Ficha técnica
Título: El mundo sin las personas que lo afean y lo arruinan | Autor: Patricio Pron | Editorial: Mondadori| PVP:17,90 € | Páginas: 224 | Publicación: enero de 2010
El mundo sin las personas que lo afean y lo arruinan
Patricio Pron
«Uno no termina con la nariz rota por escribir mal; al contrario, escribimos porque nos hemos roto la nariz y no tenemos ningún lugar al que ir», afirmó Anton Chéjov en cierta ocasión. En otra parte, sobre la génesis de El mundo sin las personas que lo afean y lo arruinan, Patricio Pron sostuvo: «Allí, en Alemania, yo tenía la nariz rota y ningún lugar al que ir. La nieve que caía sobre mis espaldas recortaba en el suelo una figura que era la mía, dibujada por omisión sobre las baldosas, como la de un fantasma».
Si la excelente acogida de su novela El comienzo de la primavera sirvió para que Pron dejara de ser un escritor en la sombra, El mundo sin las personas que lo afean y lo arruinan ratifica la calidad de su escritura incisiva, poderosa y certera. Los dieciocho relatos que componen el libro son un soberbio carpetazo a todas las convenciones del género, al tiempo que una extraordinaria exploración de la identidad, la memoria, la mentira y, sobre todo, la escritura como profesión, arte y forma de vida. El mundo sin las personas que lo afean y lo arruinan nos recuerda que la lucha y la determinación de los escritores, y su orgullo insensato, a veces también conducen a la gloria, íntima y secreta.
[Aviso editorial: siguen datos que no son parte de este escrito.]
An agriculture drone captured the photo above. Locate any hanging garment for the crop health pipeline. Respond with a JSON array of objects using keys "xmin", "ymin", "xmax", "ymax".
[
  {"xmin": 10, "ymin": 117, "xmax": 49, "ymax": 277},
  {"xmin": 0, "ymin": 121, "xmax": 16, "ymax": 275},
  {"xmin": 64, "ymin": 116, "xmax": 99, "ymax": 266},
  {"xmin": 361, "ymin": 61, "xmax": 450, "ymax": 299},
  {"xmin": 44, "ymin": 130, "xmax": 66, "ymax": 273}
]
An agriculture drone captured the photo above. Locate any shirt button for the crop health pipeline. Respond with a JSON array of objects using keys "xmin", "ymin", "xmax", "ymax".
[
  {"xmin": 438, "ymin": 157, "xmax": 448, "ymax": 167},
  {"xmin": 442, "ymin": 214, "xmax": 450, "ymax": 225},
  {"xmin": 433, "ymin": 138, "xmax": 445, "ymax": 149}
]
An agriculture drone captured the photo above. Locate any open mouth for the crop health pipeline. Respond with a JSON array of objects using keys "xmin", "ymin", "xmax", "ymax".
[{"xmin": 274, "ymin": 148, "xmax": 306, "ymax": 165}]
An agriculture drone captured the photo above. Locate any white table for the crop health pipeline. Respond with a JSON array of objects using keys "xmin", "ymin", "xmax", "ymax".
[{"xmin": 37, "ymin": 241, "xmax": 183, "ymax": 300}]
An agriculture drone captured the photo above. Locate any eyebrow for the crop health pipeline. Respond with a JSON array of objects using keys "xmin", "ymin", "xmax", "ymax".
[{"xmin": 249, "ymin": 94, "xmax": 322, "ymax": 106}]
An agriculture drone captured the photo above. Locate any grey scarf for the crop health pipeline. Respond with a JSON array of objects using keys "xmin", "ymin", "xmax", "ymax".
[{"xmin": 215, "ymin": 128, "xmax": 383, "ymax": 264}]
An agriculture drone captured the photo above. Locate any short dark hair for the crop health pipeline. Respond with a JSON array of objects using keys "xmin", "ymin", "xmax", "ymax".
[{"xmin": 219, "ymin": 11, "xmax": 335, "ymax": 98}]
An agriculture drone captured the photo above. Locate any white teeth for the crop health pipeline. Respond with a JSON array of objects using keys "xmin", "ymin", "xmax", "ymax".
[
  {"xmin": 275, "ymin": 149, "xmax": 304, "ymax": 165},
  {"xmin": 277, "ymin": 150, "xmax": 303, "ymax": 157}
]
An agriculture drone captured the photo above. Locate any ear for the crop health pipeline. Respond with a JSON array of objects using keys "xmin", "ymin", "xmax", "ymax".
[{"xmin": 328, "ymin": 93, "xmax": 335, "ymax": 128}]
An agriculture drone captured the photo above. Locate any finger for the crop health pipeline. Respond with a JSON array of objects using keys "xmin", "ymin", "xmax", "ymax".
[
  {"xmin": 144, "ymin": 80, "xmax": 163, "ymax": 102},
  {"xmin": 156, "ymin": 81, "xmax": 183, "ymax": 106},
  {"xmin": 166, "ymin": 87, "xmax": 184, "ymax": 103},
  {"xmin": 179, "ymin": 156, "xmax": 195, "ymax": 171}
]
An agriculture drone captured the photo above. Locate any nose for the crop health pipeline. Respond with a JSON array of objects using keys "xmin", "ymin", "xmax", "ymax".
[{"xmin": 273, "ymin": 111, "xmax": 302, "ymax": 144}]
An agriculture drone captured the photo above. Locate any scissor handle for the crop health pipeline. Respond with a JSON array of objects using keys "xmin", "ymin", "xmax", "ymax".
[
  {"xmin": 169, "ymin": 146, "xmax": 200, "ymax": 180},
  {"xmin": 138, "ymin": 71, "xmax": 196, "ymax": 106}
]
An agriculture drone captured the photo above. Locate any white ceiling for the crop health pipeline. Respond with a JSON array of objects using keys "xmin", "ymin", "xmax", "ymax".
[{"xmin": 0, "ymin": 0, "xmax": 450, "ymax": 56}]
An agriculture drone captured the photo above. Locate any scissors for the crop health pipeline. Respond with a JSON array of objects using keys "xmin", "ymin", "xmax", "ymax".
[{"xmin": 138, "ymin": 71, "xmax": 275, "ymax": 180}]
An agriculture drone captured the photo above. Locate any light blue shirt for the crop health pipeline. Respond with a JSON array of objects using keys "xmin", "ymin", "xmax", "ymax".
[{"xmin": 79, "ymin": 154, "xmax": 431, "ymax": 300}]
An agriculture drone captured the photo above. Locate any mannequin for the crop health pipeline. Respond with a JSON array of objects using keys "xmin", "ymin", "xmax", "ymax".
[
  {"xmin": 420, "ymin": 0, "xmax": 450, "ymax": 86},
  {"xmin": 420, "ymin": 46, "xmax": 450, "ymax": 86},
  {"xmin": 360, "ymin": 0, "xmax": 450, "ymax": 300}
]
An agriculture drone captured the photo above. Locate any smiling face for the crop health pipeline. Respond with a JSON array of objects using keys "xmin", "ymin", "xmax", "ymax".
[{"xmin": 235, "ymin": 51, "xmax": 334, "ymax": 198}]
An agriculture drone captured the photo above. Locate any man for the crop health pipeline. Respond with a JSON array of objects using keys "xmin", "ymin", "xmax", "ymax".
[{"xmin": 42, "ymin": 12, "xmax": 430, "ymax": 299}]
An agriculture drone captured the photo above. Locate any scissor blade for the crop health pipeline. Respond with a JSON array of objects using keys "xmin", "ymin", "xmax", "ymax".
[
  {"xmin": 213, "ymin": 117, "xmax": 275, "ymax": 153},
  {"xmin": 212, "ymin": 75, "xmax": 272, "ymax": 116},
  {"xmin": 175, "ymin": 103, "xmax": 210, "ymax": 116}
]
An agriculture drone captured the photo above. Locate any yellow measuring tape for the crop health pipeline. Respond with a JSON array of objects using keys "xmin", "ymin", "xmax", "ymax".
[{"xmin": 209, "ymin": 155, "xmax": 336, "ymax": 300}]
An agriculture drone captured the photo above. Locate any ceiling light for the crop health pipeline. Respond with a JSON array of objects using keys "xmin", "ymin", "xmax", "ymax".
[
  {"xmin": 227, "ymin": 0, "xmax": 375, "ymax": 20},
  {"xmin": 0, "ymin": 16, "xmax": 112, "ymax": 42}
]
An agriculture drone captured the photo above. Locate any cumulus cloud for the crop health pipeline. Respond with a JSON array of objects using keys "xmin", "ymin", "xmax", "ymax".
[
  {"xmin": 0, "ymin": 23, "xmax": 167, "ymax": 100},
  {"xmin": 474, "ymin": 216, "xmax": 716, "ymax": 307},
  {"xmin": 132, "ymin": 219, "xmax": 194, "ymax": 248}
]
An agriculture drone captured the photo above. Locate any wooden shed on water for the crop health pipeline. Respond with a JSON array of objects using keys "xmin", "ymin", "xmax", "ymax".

Estamos ante un escritor al que ya no podemos pasar por alto.
UNA DE LAS ÚLTIMAS COSAS QUE ME DIJO MI PADRE
Una mañana de otoño, cuando se cumplían seis años de la muerte de mi madre, decidí llamar a mi padre para anunciarle que iría a verlo. Mi padre me dijo al teléfono que no iba a tomarse el trabajo de ir a recogerme a la estación de trenes. «Haz lo que quieras», le dije, pero él me respondió: «Nadie, ni siquiera Dios todopoderoso en el cielo, puede hacer lo que quiere. Todos, absolutamente todos, estamos condenados a hacer sólo lo que podemos», dijo. Yo colgué sin despedirme.
No había sido lo que podía llamarse una buena conversación, pero era la primera que mi padre y yo teníamos desde que yo me había marchado de su casa. Cuando eso pasó, mi madre lo obligó a poner el teléfono y él lo hizo instalar en la segunda planta, junto al dormitorio, con lo que mi madre tenía que subir las escaleras apresuradamente cada vez que el teléfono sonaba. No es improbable que mi padre lo hiciera así para disuadir a mi madre de hablar conmigo; cada vez que la llamaba, tenía que esperar varios minutos antes de que ella alcanzara el auricular. Mi padre no lo cogía aunque estuviera al lado, y todo el asunto me resultaba tan irritante que comencé a llamar con menos asiduidad, primero dos o tres veces por mes y luego sólo una, hasta que finalmente dejé de hacerlo. Sin embargo, puede que esas llamadas que yo hice hayan matado a mi madre.